I was breaking every one of my careful rules. I was going to an accused murderer’s house alone. For someone who lived like I did, this was the height of insanity. And I was looking to Michael, a complete stranger, for reassurance. Statistically, it was Michael who was more likely to be Ted Bundy, not Beth.

This is why you don’t have any friends, I thought. Or any actual dates.

I had Xanax in my purse, but I didn’t take it. I wanted to be sharp. The Xanax was a gesture from my doctor when I had a series of anxiety attacks after the divorce. Sometimes just knowing you have it lowers the anxiety, she’d said. Just knowing I had pills did not, in fact, lower my anxiety, but I carried them with me anyway, in case the theory started working.

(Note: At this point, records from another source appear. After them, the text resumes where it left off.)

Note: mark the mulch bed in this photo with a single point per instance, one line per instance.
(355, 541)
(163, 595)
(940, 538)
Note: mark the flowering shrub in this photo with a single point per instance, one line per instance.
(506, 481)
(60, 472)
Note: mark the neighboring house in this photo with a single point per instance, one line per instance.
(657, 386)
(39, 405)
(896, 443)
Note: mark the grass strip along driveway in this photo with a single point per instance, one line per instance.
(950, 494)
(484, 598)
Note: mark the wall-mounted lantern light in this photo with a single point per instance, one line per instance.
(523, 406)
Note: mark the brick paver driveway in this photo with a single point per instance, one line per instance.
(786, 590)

I turned up the drive to the Greer mansion, taking in the sight. Something about this house always fascinated me. It was half pseudo-Victorian, half midcentury, an unlikely mix of peaked gables with yellow brick, brown wood, and glass. It was ugly—very, very ugly—but it drew the eye, moving your gaze over one line and then another, as if every time you looked it created itself anew. Julian Greer, Beth’s father, had bought this house and remodeled it. He’d also died in the kitchen, shot by an unknown robber in his home.

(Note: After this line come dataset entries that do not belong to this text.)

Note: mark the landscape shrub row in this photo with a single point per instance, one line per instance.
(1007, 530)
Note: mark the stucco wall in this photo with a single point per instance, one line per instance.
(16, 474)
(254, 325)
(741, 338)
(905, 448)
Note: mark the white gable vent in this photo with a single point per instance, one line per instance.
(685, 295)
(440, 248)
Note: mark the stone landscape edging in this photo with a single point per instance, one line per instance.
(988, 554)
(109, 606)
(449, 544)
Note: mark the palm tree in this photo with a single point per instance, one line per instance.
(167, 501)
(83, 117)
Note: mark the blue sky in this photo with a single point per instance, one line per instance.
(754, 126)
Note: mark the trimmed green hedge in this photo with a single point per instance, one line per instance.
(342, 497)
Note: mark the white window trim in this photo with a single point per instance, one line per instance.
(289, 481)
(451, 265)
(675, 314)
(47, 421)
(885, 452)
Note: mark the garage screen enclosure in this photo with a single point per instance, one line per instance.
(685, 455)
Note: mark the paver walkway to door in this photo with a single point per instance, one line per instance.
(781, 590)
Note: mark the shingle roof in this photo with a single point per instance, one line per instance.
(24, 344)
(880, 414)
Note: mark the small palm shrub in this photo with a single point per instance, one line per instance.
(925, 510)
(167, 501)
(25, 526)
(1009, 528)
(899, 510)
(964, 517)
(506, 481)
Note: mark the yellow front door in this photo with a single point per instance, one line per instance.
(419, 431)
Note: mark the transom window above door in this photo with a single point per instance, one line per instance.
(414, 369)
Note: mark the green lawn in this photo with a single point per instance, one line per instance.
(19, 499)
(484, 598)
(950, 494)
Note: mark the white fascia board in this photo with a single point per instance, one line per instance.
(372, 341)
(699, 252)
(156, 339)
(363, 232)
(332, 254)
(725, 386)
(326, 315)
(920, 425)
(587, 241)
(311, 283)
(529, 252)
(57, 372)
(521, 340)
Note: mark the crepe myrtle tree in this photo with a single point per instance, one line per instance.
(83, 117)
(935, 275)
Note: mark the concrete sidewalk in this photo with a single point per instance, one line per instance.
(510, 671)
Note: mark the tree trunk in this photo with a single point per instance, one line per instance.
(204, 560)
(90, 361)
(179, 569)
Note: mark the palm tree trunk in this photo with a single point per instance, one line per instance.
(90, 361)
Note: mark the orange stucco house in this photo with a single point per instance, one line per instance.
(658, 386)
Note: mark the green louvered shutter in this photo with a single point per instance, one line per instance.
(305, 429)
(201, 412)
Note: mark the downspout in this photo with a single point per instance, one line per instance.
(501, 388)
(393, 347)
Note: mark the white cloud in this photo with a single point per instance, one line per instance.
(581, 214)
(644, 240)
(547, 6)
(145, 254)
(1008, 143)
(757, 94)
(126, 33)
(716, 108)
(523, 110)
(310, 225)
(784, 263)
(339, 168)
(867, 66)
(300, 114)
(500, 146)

The lawn was slightly unkempt, as if it hadn’t been tended in a while. Shading the house was a heavy overhang of mature trees, their branches brushing the rooftop and the windows. There was a single car in the driveway—an expensive Lexus—and no other sign of life. The silence seemed to envelop me as I knocked on the front door.

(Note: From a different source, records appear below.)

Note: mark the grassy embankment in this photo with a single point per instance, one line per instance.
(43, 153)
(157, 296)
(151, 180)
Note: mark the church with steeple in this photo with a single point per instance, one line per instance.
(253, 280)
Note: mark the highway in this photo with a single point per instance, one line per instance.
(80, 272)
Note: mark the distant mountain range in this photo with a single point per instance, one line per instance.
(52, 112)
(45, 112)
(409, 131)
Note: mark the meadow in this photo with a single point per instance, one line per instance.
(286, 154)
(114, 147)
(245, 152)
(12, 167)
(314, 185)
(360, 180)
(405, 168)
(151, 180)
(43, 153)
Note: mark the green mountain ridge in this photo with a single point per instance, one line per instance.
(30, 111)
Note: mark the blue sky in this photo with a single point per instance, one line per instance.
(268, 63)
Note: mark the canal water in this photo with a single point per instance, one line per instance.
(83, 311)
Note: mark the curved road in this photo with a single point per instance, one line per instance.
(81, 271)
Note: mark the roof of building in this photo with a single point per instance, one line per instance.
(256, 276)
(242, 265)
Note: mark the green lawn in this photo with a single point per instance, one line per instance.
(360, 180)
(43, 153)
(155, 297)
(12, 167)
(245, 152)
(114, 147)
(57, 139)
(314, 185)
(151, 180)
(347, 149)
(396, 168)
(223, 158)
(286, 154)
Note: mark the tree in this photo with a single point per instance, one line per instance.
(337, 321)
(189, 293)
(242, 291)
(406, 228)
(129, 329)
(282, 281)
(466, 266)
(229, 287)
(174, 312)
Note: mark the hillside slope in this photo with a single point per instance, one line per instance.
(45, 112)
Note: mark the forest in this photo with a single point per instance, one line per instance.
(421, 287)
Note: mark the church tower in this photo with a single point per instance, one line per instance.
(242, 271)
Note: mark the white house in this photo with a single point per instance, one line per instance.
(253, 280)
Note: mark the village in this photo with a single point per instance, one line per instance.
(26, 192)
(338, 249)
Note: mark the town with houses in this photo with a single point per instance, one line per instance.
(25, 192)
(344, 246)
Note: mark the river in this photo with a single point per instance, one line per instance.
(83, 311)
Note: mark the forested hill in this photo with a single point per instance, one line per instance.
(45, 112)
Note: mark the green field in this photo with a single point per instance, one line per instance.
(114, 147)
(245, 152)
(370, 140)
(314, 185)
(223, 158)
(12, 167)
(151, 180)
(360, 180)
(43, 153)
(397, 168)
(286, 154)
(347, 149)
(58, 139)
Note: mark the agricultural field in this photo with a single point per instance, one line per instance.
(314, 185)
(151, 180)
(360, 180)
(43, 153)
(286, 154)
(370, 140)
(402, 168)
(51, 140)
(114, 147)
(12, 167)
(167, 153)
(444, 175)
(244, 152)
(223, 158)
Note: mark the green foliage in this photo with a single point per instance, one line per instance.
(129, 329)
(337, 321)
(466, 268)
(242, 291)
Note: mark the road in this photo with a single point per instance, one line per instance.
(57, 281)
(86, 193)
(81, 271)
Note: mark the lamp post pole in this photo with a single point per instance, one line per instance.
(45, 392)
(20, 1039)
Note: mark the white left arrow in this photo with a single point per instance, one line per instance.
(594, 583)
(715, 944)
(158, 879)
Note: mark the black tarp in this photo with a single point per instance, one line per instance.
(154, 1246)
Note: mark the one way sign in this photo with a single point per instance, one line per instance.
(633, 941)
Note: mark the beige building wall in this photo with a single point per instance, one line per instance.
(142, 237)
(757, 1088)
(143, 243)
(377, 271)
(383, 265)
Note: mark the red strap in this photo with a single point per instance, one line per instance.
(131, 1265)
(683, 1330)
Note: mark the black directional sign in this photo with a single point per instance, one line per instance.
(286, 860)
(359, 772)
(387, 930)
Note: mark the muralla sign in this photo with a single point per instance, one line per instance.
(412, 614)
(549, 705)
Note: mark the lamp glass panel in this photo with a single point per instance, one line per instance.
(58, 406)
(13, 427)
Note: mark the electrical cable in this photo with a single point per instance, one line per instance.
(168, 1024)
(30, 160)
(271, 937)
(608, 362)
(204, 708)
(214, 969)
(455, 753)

Beth answered immediately. She was wearing cream linen pants and a dark brown blouse that was tailored at her narrow waist. For a second, her slim figure and the seventies color combination threw me back in time, until I saw her gray hair with her reading glasses pushed back into it. She looked me up and down. “Come in,” she said.

I followed her inside. We walked through a tidy foyer to a living room, an open space that took up much of the lower level of the house. I paused, taking in the decor in surprise.

I felt like I’d stepped into an old photo album. The room was large, with floor-to-ceiling windows—now covered with curtains—lining the back wall. A sectional sofa in burnt orange and two matching chairs were arranged around a coffee table. The entire room was a throwback from forty years ago: an olive green knotted rug on the hardwood floor, the sectional low and flat with overstuffed arms, the coffee table made of heavy wood with angled legs. A bookshelf lined one wall, and I glimpsed vintage author names: Leon Uris, Sidney Sheldon, Alex Haley, Jacqueline Susann. There were ashtrays on the end tables, though they had no ashes in them and the room didn’t smell of smoke. The lamps had ceramic bases and triangular shades that were genteelly yellow with age. On a shelf behind the sofa was a ceramic mermaid with red lips and blue eyeshadow, her nipples coyly hidden by seashells. Next to her was a ceramic shepherdess with a crinolined dress and a crook in her hand, her bonnet flopping over her forehead.

There were people right this minute who would pay thousands of dollars to get a vintage look like this; the Greer mansion was the real thing. It was clean and tidy, but nothing here had been replaced since before I was born.

“I suppose we need some light,” Beth said, walking to the back wall. The curtains were cream with a dark brown diamond pattern, another vintage look that exactly matched Beth’s outfit. For a moment, it was a weird portrait of a midcentury Miss Havisham.